Fresh doubts over reservists' plan
Fresh doubts about the Government's policy of building up the Army's part-time reservists while cutting back the numbers of full-time regular soldiers have been raised by the former head of the armed forces.
General Lord Richards of Herstmonceux, who retired last year as chief of the defence staff, has said that he was sidelined over the plans, which will see the regular Army cut from 102,000 to 82,000 while the reserve is increased from 19,000 to 30,000.
"It was taken out of my direct chain of command, I didn't have anything directly to do with it. I think you could say that's because people knew I wasn't going to be very helpful over it. But I don't know," he said in an interview with Parliament's The House magazine.
He added: "I didn't particularly agree with the reservist strategy - are we calling it a strategy? I think it's a reserves policy.
"There's a big difference between a policy which is: 'That's what you want to do,' and a strategy which actually delivers it. I didn't agree with the reserves policy."
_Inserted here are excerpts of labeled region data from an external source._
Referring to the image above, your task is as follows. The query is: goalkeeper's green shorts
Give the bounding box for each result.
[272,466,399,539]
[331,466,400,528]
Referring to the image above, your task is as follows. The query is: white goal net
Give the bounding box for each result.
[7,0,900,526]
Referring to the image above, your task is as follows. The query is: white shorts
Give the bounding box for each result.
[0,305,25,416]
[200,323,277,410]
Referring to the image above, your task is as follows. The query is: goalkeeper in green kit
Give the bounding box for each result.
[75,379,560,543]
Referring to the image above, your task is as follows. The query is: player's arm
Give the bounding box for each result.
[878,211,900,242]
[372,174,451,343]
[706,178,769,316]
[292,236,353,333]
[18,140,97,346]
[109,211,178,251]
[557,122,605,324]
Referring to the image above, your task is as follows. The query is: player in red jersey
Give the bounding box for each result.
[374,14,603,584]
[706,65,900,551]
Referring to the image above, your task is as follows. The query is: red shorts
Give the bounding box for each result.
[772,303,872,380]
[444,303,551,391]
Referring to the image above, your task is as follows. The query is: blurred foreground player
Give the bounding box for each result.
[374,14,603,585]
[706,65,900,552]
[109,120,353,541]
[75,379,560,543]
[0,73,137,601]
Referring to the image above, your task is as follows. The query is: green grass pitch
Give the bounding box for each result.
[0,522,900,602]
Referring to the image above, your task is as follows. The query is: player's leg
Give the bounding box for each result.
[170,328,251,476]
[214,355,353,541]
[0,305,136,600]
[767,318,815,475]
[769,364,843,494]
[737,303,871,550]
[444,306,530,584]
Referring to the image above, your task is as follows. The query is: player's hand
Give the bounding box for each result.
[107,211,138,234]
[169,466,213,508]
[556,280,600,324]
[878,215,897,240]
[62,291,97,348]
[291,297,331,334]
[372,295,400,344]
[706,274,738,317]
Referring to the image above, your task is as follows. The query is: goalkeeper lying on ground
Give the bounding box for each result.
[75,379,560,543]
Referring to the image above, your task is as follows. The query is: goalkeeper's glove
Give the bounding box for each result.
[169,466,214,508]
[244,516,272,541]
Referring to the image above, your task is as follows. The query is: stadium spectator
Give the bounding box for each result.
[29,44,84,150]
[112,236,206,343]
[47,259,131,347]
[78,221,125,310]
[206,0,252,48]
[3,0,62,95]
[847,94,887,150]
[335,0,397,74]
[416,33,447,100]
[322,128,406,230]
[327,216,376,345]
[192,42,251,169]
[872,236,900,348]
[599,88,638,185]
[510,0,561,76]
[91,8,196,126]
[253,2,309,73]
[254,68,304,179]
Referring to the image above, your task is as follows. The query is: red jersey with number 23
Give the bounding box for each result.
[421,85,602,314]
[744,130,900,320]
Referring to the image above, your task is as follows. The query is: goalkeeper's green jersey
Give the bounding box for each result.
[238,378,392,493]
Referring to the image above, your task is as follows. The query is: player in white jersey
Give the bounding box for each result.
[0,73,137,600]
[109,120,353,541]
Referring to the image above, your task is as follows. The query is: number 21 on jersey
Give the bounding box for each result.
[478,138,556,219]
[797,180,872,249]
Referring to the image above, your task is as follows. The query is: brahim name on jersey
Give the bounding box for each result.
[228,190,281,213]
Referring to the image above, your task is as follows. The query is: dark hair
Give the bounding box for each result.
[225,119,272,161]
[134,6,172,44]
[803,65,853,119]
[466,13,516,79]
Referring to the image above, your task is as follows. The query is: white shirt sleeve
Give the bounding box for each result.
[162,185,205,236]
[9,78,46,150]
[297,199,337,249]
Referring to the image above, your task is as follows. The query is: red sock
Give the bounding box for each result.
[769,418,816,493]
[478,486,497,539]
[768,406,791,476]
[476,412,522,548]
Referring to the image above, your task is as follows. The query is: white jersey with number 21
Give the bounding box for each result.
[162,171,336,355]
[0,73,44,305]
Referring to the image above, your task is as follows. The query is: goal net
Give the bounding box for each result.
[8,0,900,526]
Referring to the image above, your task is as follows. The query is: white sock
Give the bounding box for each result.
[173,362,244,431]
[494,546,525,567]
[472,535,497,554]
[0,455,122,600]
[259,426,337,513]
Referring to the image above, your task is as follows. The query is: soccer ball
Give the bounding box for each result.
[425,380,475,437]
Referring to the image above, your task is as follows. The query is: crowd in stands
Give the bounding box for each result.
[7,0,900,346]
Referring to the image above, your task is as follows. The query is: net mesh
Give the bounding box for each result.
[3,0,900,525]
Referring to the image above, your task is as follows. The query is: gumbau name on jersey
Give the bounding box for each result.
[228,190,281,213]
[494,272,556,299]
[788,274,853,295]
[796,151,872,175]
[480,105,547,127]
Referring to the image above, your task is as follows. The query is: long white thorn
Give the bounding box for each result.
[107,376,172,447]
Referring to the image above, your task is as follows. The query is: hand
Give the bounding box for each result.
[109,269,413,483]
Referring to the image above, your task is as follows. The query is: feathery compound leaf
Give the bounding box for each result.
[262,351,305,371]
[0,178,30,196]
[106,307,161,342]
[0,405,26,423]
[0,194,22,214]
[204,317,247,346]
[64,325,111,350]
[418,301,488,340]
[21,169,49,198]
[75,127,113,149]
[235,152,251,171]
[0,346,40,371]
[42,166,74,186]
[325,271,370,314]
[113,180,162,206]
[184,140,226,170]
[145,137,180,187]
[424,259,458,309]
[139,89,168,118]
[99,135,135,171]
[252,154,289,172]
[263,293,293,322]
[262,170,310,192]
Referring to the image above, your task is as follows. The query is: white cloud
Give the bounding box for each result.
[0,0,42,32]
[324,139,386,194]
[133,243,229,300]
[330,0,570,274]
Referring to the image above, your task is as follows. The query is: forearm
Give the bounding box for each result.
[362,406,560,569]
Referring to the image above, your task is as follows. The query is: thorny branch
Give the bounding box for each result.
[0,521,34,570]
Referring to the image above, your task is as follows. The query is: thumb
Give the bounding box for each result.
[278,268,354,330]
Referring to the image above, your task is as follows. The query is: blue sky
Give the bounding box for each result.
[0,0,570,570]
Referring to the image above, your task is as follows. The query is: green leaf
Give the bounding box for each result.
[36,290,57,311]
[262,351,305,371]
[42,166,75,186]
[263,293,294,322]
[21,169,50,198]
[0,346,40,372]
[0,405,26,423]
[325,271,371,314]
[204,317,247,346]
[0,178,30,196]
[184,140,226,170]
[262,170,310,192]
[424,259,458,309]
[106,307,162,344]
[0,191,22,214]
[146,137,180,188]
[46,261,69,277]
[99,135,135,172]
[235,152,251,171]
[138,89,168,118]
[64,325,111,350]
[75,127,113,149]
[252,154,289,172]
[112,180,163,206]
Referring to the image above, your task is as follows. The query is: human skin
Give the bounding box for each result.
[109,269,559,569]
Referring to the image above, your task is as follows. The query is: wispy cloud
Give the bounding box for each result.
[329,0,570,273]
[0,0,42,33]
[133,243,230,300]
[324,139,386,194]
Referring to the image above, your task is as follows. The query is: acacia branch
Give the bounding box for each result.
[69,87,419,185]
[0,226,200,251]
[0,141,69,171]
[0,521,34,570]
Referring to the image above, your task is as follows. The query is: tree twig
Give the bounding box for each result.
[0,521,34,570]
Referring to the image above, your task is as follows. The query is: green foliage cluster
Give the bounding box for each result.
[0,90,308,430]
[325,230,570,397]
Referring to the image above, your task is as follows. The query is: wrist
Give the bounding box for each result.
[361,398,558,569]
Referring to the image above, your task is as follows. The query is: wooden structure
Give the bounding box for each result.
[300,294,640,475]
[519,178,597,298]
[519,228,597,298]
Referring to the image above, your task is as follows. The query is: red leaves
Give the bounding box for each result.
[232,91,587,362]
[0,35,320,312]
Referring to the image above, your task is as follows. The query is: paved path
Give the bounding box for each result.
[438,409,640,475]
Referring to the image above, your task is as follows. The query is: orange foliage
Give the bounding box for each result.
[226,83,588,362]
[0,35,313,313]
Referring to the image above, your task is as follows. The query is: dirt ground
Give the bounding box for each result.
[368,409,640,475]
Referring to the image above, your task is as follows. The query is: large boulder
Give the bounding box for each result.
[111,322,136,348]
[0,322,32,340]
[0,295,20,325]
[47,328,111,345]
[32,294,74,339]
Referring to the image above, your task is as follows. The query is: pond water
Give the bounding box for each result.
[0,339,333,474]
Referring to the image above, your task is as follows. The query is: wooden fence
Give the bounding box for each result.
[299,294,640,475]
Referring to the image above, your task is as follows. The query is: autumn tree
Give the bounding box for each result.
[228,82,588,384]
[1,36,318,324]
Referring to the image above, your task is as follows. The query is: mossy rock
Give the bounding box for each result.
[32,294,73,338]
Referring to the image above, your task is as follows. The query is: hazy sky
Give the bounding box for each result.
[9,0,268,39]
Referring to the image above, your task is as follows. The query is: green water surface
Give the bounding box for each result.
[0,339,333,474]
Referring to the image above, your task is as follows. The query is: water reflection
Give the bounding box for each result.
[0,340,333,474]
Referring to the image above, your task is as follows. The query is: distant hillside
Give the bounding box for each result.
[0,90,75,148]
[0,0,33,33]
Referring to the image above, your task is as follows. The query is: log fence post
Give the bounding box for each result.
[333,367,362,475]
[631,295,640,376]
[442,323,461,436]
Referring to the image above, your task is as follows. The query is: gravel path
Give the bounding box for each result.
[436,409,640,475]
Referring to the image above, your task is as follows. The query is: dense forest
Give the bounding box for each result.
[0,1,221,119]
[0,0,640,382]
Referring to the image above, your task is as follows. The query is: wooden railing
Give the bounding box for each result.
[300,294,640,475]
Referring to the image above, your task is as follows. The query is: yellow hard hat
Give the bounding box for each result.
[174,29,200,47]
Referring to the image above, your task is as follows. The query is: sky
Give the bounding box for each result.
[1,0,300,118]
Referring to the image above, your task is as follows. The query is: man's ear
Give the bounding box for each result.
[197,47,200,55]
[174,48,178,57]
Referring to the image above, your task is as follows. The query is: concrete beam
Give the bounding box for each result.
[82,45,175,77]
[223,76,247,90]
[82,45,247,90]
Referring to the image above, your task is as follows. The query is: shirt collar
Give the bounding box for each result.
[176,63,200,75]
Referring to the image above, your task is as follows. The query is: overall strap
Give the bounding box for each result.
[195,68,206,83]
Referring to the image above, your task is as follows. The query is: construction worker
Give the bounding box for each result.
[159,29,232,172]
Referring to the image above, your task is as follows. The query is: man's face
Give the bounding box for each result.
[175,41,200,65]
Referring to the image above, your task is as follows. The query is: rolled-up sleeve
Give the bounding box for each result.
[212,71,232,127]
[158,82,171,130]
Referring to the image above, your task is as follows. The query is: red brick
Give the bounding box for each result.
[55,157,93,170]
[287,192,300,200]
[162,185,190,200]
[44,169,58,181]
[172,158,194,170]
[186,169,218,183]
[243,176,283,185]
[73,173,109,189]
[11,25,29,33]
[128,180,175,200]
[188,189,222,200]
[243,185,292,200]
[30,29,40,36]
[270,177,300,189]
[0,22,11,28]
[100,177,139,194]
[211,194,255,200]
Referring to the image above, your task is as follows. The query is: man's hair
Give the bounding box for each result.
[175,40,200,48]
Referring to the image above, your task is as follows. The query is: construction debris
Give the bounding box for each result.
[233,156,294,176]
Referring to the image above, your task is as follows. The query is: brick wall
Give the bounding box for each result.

His comments came after the National Audit Office warned earlier this month that there were "significant risks" surrounding the plan, while the current head of the Army, General Sir Peter Wall, has said it could be put in jeopardy if defence spending is cut any further.
Lord Richards echoed critics who have warned that the Army will struggle to recruit the number of reservists it needs.
"It looks to me like there's a risk that the Army will be at 82,000, but the number of active reserves available will not be what the Government had hoped and the Army needs," he said.
A spokesman for the Ministry of Defence (MoD) said: "Our armed forces are recognised as some of the best and most capable in the world and the UK has the biggest defence budget in Europe and the second largest in Nato, spending above the Nato target of 2% of GDP on defence.
"Few countries can match the broad spectrum of capabilities that the UK retains. We are radically reforming and revitalising our reserve forces, investing £1.8 billion in better training and equipment and fully integrating them with the rest of the armed forces.
"While increasing the Army reserve from around 19,000 to 30,000 won't happen overnight, we are confident of delivering a reinvigorated reserves by 2018."